Wenngleich spätestens zu Zeiten der COVID-19 Pandemie die Notwendigkeit der Digitalisierung und die damit einhergehenden Erleichterungen deutlich wurden, gehört leider auch zur Wahrheit, dass sie noch nicht vollumfänglich und ohne weiteres in allen Bereichen umgesetzt werden kann, sodass eine gleichberechtigte Teilhabe aller gewährleistet ist. Dies gilt aktuell auch noch für die in der europäischen Arbeitsbedingungenrichtlinie genannten elektronischen Übermittlungsmöglichkeit.

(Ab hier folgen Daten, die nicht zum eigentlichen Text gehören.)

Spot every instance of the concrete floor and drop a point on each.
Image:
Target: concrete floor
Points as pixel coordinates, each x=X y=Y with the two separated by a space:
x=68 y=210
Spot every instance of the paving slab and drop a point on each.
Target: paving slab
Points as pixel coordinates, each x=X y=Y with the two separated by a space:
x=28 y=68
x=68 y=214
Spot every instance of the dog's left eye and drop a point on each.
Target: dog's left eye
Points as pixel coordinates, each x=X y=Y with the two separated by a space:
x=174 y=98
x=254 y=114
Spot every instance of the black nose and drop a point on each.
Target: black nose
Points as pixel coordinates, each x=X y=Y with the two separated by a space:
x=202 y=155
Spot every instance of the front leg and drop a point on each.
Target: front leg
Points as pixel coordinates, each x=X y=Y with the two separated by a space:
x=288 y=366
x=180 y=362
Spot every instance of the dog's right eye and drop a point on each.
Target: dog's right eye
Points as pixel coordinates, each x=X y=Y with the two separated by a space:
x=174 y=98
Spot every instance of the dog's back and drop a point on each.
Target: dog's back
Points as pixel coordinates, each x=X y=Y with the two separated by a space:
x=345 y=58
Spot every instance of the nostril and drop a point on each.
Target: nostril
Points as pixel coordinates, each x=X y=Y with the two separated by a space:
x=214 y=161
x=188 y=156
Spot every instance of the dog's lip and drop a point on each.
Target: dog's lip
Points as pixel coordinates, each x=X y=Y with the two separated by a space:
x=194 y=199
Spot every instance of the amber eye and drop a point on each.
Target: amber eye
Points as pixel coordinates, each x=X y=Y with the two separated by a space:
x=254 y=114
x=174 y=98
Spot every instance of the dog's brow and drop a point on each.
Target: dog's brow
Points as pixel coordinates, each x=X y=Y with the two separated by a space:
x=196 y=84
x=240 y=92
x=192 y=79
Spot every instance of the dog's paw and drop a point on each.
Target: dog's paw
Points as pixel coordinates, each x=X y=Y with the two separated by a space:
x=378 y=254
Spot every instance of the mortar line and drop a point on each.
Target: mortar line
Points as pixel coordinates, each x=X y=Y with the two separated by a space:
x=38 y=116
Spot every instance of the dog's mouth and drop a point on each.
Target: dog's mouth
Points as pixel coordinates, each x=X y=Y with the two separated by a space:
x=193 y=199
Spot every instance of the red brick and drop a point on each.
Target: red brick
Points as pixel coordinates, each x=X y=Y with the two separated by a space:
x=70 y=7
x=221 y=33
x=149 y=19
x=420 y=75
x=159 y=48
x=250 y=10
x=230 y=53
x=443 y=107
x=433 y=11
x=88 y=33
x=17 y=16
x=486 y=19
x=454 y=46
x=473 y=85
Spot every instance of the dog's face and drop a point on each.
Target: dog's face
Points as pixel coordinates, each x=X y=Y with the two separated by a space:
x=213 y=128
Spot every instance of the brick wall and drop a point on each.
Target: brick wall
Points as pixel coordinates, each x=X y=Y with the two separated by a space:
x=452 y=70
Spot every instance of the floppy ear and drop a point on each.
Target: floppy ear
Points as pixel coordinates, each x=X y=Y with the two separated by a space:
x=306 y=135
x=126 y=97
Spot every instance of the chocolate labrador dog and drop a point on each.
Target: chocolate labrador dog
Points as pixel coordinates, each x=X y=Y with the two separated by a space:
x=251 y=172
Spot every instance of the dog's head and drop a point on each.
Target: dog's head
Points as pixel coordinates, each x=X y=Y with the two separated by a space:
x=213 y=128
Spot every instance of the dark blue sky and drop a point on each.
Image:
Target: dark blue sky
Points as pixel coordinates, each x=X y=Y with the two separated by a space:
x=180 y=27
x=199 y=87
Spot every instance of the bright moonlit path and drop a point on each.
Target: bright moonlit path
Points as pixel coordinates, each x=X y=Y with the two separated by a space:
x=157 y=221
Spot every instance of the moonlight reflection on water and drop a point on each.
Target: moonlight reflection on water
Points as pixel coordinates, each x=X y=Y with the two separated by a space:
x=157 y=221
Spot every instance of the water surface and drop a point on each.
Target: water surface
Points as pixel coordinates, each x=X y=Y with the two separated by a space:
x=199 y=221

Ich möchte in diesem Kontext bewusst die derzeitige Situation abgrenzen, da das Bundesministerium für Arbeit und Soziales mit unserem SPD-Minister Hubertus Heil bereits angekündigt hat, eine Anpassung der Formvorgaben im Nachweisgesetz zu prüfen, sobald für Arbeitnehmende ein ebenfalls leicht anwendbares elektronisches Äquivalent zur Schriftform mit vergleichbarem Beweiswert nach der Zivilprozessordnung vorliegt.

Aus diesem Grund sehe ich derweil keinen Widerspruch zur digitalen Agenda. Die Gestaltung digitaler Lebenswelten in unserer Gesellschaft darf aus sozialdemokratischer Sicht schließlich nicht dazu führen, einzelne auszuschließen oder deren Rechte zu beschneiden. Vielmehr liegt der Ansatz der digitalen Agenda in der Idee begründet, Erleichterungen und Teilhabe für alle zu schaffen.